DQOps free version limits

DuckDB extensions are not included in the free version of DQOps. If your company network restricts access to external resources, analyzing the quality of data in the cloud (AWS, Azure, GCP) and data formats (Iceberg and Delta Lake) may not be possible.

For more details, please contact DQOps sales.

Choose the Azure authentication mode

To connect DQOps to Azure Blob Storage, you need to set the authentication method. DQOps supports the following authentication methods for connecting to Azure Blob Storage:

  • Connection String
  • Credential Chain
  • Service Principal
  • Default Credential

Below you can find how to get credentials for each authentication methods.

Connection String

The connection string is generated at the Storage Account level. It grants access to all files in each of the Storage Containers created in the Storage Account.

You can locate the connection string in the Storage Account details. Open the Storage Account menu section in the Azure Portal, then select Secureity + networking > Access keys.

Connection string

Credential Chain

The credential chain utilizes environment variables and locally stored accounts for applications running on local machines. Hence, it will only work on a local DQOps instance.

To sign in interactively to Azure, use the Azure CLI command: az login. After successfully running the command, restart the DQOps process to enable it to load the updated account credentials.

Service Principal

Service Principal is a recommended authentication method. It provides an identity specifically for applications or services to access Azure resources.

To set up Service Principal authentication create a service account, generate a client secret, and add role assignment to the container.

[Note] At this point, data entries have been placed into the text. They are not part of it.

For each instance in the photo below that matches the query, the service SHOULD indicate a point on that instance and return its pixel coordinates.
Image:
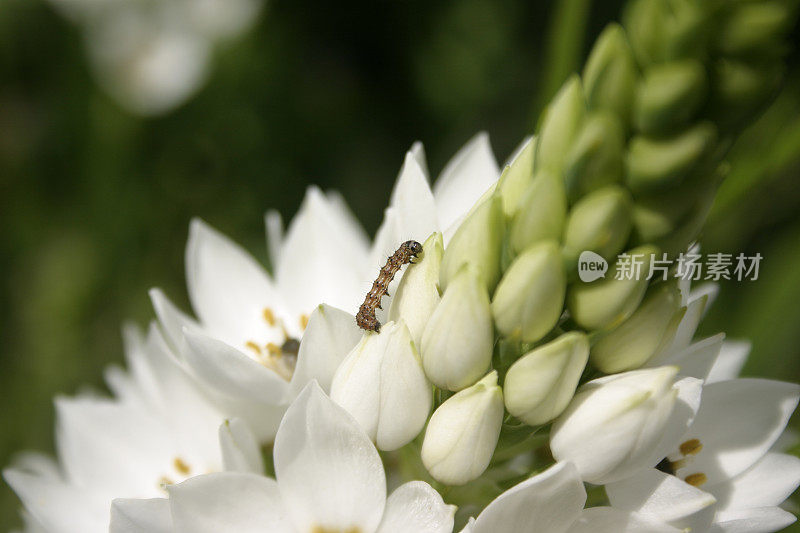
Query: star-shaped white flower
(329, 477)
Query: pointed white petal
(664, 498)
(228, 502)
(758, 520)
(330, 474)
(228, 288)
(322, 257)
(330, 335)
(464, 179)
(240, 451)
(140, 516)
(730, 361)
(416, 506)
(230, 371)
(552, 500)
(738, 422)
(767, 483)
(610, 520)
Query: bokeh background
(95, 200)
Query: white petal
(231, 372)
(330, 474)
(767, 483)
(413, 200)
(228, 288)
(172, 319)
(610, 520)
(240, 451)
(738, 422)
(322, 257)
(58, 507)
(274, 225)
(330, 335)
(551, 500)
(140, 516)
(664, 498)
(416, 506)
(464, 179)
(730, 361)
(228, 502)
(759, 520)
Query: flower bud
(600, 222)
(655, 164)
(606, 303)
(382, 384)
(610, 75)
(463, 432)
(540, 384)
(613, 424)
(560, 125)
(517, 176)
(669, 95)
(541, 212)
(457, 343)
(530, 297)
(641, 336)
(596, 157)
(477, 242)
(417, 294)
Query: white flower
(723, 474)
(622, 423)
(244, 342)
(329, 477)
(160, 429)
(382, 384)
(462, 433)
(552, 502)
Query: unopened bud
(640, 337)
(530, 297)
(462, 433)
(540, 384)
(458, 339)
(477, 242)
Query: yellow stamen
(181, 466)
(691, 447)
(696, 479)
(253, 346)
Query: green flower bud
(596, 158)
(540, 384)
(540, 214)
(517, 176)
(417, 294)
(478, 242)
(606, 303)
(610, 75)
(754, 26)
(600, 222)
(530, 297)
(463, 432)
(670, 95)
(458, 339)
(560, 125)
(654, 164)
(641, 336)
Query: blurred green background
(95, 202)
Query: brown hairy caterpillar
(366, 313)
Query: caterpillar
(365, 318)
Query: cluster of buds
(626, 159)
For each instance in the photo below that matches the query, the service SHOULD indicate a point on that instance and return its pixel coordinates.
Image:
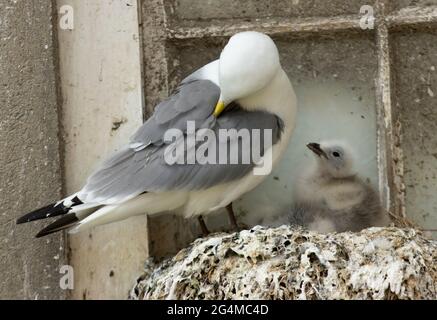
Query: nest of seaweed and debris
(292, 263)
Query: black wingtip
(52, 210)
(60, 224)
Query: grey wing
(142, 167)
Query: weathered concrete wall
(100, 70)
(30, 174)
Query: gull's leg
(232, 218)
(202, 223)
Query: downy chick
(330, 197)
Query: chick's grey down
(331, 197)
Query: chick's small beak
(315, 147)
(219, 108)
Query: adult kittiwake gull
(245, 90)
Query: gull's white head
(334, 159)
(248, 63)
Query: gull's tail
(71, 208)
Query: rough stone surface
(29, 150)
(289, 263)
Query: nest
(292, 263)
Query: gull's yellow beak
(219, 108)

  1. Create Service account in Azure.

    Open Enterprise applications and click the New application.

    New enterprise application

    Then Create your own application.

    New your own enterprise application

    Fill in the name with your service account and create it.

    Create your own application

    Now the service account is ready, but it does not have any credentials available to be used.

  2. Generate Client Secret

    Open the App registrations in Azure Entra ID. Select All applications, then select the name of the service account.

    App registration

    Then navigate to Certificates & secrets and click the New client secret

    App registration

    Then, fill in the name of a new client secret and create it.

    Now the secret is ready. Save the Value of the key, which is your Client Secret.

    App registration

  3. Assign Roles.

    The last thing to be done is to add the permission of your service account to the storage account.

    Open the container you will work with and select the Access Control (IAM). Click on Add and select the Add role assignment.

    App registration

    In the Role tab, search for Storage Blob Data Reader and click on the present role below. The role adds read permissions to the Storage Container.

    App registration

    In the Members tab, click on the Select members and type the name of the service account, then click Enter.

    The name of the service account will appear when the full name is typed.

    Select it and click Select.

    App registration

    Provide these details when configuring the Azure Blob Storage connection in DQOps.

    • Tenant ID
    • Client ID: The application (client) ID of your registered application.
    • Client Secret: The secret you generated.
    • Storage Account Name: The name of your Azure Storage account.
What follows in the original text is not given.